Dichelus nitidissimus

Scientific classification
- Kingdom: Animalia
- Phylum: Arthropoda
- Class: Insecta
- Order: Coleoptera
- Suborder: Polyphaga
- Infraorder: Scarabaeiformia
- Family: Scarabaeidae
- Genus: Dichelus
- Species: D. nitidissimus
- Binomial name: Dichelus nitidissimus (Burmeister, 1844)
- Synonyms: Heterochelus nitidissimus Burmeister, 1844;

= Dichelus nitidissimus =

- Genus: Dichelus
- Species: nitidissimus
- Authority: (Burmeister, 1844)
- Synonyms: Heterochelus nitidissimus Burmeister, 1844

Species of beetle

Dichelus nitidissimus is a species of beetle of the family Scarabaeidae. It is found in South Africa (Cape).

== Description ==
Adults reach a length of about 6.25 mm.
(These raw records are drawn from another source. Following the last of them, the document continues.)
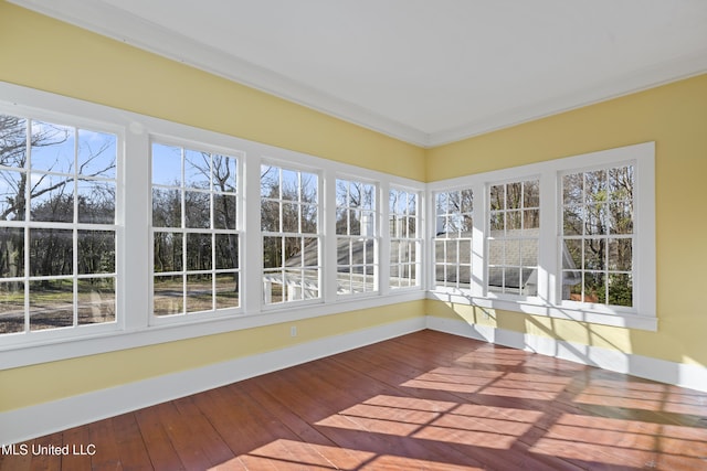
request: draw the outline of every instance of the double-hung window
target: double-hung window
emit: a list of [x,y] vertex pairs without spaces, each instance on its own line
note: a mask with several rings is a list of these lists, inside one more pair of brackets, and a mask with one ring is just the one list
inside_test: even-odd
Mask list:
[[321,298],[319,176],[261,165],[263,302]]
[[634,167],[562,175],[562,300],[633,306]]
[[373,183],[337,179],[337,292],[378,291],[378,210]]
[[391,289],[420,285],[419,254],[422,236],[419,200],[420,195],[415,191],[393,186],[389,193]]
[[116,321],[120,141],[0,115],[0,334]]
[[152,312],[240,306],[239,162],[233,156],[152,142]]

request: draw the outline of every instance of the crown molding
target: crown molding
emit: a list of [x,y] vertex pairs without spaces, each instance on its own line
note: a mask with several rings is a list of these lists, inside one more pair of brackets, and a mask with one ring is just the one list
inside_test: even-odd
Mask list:
[[454,128],[425,132],[359,105],[321,93],[277,72],[198,43],[175,31],[101,1],[8,1],[422,148],[468,139],[707,72],[707,47],[705,47],[694,54],[608,77],[600,84],[578,89],[576,93],[503,110]]

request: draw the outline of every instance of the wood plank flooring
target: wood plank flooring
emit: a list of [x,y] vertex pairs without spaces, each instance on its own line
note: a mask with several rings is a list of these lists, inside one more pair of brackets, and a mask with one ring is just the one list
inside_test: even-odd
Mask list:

The head, anterior part of the pronotum and body are black. The anterior part of the pronotum is shining, somewhat thickly punctulate as on the vertex of the head, and each puncture bears a hair, all of them being somewhat scattered. In the posterior part is a furrow set with yellow scales which are also spread on the posterior part. Similar scales are found on the scutellum and pygidium, the latter also with two black patches. The elytra are very shiny and have some short, bristly hairs only on the sides and at the
apex, they are entirely red, as are the legs and the antennae.